The target: Jane Street Group, one of the most secretive and profitable trading firms on Wall Street. The accusation: that the firm ran a systematic algorithm dumping Bitcoin every morning at 10 AM Eastern, crashing the price, liquidating retail, buying back lower, and doing it all over again. Day after day. For months.
Then the Terraform Labs lawsuit dropped on February 23, accusing Jane Street of insider trading during the $40 billion Terra-Luna collapse. And suddenly, the 10 AM dump vanished. Bitcoin ripped higher. Over $170 billion flooded back into the total crypto market cap in a single day. Ethereum surged 13%. Solana popped 15%. The internet declared victory. Jane Street had been "exposed."
Some of that story is real. Some of it is theater. And the difference matters, because if you are making portfolio decisions based on conspiracy threads, you are going to get hurt worse than any trading firm could ever hurt you.
Let me walk you through what we actually know.
The Lawsuit Is Real
On February 23, 2026, Todd R. Snyder, the bankruptcy court-appointed administrator winding down Terraform Labs, filed suit against Jane Street Group in Manhattan federal court. The complaint names Jane Street co-founder Robert Granieri, employee Michael Huang, and former Terraform intern Bryce Pratt as defendants.

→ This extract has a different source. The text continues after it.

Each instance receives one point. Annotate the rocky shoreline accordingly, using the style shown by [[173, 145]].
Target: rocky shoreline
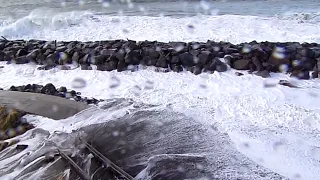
[[300, 60], [50, 89]]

The allegations are serious. According to the complaint, Jane Street maintained a trading relationship with Terraform dating back to 2018. Pratt interned at Terraform Labs before joining Jane Street full-time in September 2021. The lawsuit claims he served as a backchannel between the two firms, feeding material non-public information about Terraform's operations to his new employer.
The critical sequence: on May 7, 2022, Terraform Labs quietly withdrew $150 million in TerraUSD from the Curve3pool liquidity pool without any public announcement. Within ten minutes, a wallet allegedly linked to Jane Street withdrew an additional $85 million from the same pool. The complaint describes this as Jane Street's largest single swap ever. That withdrawal is characterized as the moment that shattered market confidence in UST, triggering the death spiral that erased $40 billion in value and sent Luna from over $80 to essentially zero.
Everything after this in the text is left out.